The evidence shows that the officers were processing the traffic stop at the time consent to search was granted. A driver's consent to search the vehicle, if otherwise voluntary, is effective to legalize the search if it is given within the scope of a reasonable traffic stop. See Royer, 460 U.S. at 501, 103 S. Ct. 1319. We find there is no evidence, nor has Williams argued, that his detention was improperly prolonged by the request for a voluntary search of the vehicle.

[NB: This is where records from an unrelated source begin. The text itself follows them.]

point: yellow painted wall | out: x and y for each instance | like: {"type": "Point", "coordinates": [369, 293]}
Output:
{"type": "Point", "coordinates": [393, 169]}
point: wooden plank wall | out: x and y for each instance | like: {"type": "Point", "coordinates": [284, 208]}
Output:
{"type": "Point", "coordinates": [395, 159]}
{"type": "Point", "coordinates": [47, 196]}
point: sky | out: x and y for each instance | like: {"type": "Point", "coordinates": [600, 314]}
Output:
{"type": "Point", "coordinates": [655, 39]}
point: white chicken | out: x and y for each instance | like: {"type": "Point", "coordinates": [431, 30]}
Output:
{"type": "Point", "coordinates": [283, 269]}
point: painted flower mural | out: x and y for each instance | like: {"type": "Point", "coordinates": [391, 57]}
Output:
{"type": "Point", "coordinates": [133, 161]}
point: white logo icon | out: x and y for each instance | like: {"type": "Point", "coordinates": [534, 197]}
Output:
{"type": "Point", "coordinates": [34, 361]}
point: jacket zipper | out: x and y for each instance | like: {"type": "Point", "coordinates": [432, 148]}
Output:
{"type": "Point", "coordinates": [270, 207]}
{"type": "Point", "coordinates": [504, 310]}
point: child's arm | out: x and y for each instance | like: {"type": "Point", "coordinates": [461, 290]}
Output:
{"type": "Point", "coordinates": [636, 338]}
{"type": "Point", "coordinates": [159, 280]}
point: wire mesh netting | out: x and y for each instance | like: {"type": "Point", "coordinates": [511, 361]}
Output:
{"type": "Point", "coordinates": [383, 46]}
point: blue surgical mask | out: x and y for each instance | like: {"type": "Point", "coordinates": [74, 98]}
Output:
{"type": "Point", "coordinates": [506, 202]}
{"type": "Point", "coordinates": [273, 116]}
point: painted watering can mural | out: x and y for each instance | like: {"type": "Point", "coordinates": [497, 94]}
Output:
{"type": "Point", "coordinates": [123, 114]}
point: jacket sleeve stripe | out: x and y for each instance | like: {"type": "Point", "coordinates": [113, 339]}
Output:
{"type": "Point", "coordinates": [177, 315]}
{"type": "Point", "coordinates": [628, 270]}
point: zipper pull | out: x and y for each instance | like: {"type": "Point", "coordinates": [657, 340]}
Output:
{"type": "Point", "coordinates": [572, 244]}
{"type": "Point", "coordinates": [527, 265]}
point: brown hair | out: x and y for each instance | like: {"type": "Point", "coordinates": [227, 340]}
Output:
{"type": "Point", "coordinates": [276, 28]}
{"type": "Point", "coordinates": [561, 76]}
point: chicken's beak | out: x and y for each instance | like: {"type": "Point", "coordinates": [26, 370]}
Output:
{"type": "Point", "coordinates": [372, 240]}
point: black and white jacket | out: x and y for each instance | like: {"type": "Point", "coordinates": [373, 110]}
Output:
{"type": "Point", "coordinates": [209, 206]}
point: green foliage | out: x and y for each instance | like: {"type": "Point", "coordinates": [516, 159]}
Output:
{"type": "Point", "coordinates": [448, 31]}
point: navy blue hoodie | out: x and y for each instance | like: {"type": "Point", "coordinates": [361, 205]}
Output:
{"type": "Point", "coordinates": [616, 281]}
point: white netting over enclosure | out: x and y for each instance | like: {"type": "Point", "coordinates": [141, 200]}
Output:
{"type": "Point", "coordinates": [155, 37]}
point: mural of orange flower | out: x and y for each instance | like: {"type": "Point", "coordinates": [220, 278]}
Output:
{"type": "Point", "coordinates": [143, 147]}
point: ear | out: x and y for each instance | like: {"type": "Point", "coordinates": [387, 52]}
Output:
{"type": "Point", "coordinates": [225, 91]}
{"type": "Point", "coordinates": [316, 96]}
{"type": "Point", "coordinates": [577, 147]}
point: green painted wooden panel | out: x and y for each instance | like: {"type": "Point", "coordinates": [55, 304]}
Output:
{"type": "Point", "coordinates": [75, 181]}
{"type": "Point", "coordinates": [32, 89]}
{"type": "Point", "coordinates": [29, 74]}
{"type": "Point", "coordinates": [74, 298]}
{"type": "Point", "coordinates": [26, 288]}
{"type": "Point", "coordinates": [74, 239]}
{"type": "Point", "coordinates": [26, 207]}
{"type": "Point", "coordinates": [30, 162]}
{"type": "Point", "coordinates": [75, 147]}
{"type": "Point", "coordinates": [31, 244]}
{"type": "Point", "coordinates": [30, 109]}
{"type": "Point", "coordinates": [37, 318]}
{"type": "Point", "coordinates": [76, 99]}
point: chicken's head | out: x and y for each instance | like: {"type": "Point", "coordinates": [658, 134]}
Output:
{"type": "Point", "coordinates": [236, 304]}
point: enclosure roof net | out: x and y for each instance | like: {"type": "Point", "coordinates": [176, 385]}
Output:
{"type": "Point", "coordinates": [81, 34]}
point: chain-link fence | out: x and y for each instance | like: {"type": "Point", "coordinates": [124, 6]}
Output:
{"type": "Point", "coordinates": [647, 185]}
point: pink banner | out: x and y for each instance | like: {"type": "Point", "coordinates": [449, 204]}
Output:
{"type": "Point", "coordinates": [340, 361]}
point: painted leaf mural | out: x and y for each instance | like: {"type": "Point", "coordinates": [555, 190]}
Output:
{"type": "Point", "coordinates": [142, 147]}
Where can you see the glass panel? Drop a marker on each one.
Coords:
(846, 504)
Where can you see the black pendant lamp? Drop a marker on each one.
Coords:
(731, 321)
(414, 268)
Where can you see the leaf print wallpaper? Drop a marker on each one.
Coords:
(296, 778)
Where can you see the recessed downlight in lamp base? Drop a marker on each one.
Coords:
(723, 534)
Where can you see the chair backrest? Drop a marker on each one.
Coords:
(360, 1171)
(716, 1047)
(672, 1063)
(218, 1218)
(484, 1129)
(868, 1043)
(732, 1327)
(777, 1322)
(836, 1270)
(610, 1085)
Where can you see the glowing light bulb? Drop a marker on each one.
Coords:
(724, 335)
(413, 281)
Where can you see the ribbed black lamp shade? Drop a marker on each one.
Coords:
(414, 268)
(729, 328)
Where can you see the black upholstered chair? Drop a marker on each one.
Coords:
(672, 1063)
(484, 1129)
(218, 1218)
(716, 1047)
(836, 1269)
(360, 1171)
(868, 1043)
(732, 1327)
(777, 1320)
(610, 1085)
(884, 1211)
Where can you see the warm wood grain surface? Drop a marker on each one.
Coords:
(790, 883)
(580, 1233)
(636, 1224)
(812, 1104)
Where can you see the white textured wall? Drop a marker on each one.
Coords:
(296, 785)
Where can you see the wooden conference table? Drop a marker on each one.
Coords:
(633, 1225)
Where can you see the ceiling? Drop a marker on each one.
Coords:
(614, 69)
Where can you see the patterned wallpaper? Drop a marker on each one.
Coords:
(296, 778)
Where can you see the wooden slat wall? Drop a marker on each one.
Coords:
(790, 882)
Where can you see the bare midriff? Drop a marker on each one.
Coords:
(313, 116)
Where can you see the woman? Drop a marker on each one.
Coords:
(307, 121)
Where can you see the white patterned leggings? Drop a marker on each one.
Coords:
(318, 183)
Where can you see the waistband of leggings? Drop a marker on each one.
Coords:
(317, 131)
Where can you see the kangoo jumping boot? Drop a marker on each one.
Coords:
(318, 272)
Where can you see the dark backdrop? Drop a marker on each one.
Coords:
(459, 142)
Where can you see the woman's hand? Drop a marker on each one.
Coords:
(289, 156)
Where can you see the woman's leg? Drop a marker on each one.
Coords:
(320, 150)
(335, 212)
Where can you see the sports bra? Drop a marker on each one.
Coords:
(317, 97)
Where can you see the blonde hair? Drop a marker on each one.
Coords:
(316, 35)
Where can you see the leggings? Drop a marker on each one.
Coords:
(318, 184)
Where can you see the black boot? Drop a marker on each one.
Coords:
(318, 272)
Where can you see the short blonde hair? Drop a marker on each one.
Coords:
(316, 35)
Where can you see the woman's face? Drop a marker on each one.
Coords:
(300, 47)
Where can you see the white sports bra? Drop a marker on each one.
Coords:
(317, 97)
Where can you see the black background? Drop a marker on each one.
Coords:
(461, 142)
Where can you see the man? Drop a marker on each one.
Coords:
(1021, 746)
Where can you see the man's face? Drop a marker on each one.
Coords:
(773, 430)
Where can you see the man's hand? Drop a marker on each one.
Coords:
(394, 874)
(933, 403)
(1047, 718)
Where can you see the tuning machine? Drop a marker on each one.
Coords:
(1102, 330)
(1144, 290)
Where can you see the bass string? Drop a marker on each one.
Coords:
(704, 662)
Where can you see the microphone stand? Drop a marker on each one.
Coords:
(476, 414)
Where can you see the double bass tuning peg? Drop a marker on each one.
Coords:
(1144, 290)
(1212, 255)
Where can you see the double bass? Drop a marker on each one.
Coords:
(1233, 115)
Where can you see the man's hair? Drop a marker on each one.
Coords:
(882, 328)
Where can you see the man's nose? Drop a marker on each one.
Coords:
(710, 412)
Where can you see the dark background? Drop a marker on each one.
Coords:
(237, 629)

Finally, an issue of voluntariness of the consent has been raised. Williams argues that his consent was not voluntary because he was not told he had the right to refuse the search and he was not free to leave because the officer had possession of his driver's license and insurance information. The fact that the officer still had possession of the driver's license and insurance information is further evidence that the consent was given before the officers had completed processing the routine tasks associated with a traffic stop. Further, the United States Supreme Court has specifically held that the voluntariness of consent to search does not require proof of a knowledge of a right to refuse the search. Schneckloth v. Bustamonte, 412 U.S. 218, 234, 93 S. Ct. 2041, 36 L. Ed. 2d 854 (1973). The only evidence in this case is that Williams was asked for his consent to search, that he was very cooperative, and that he gave such consent. There was no evidence that such consent was involuntary. This was not an issue addressed by the trial court in the findings or conclusions. We conclude that the State presented the requisite proof that Williams voluntarily consented to the search. Based on all of the above reasons, the substance found was properly seized. Thus, the cough syrup was not the fruit of an illegal search and seizure and should not have been suppressed.

IV. Conclusion

In conclusion, since neither the initial stop nor its duration violated the Fourth Amendment, Williams' voluntary consent to search his car was not unconstitutionally tainted. The evidence gathered from his car need not be suppressed under the Fourth Amendment. We therefore reverse the trial court's order granting the motion to suppress and remand the case to the trial court for proceedings consistent with this opinion.

NOTES

[1] Originally appealed to the Fifth Court of Appeals, this case was transferred to this Court by the Texas Supreme Court pursuant to its docket equalization efforts. See TEX. GOV'T CODE ANN. § 73.001 (Vernon 2005). We are unaware of any conflict between precedent of the Fifth Court of Appeals and that of this Court on any relevant issue. See TEX. R.APP. P. 41.3.

[2] Initially, Hornback also testified that Williams hesitated when providing answers, but then recanted his testimony after reviewing his report which stated Williams was "rapidly" answering questions.

[3] There is no evidence in the record that a pat-down search was conducted.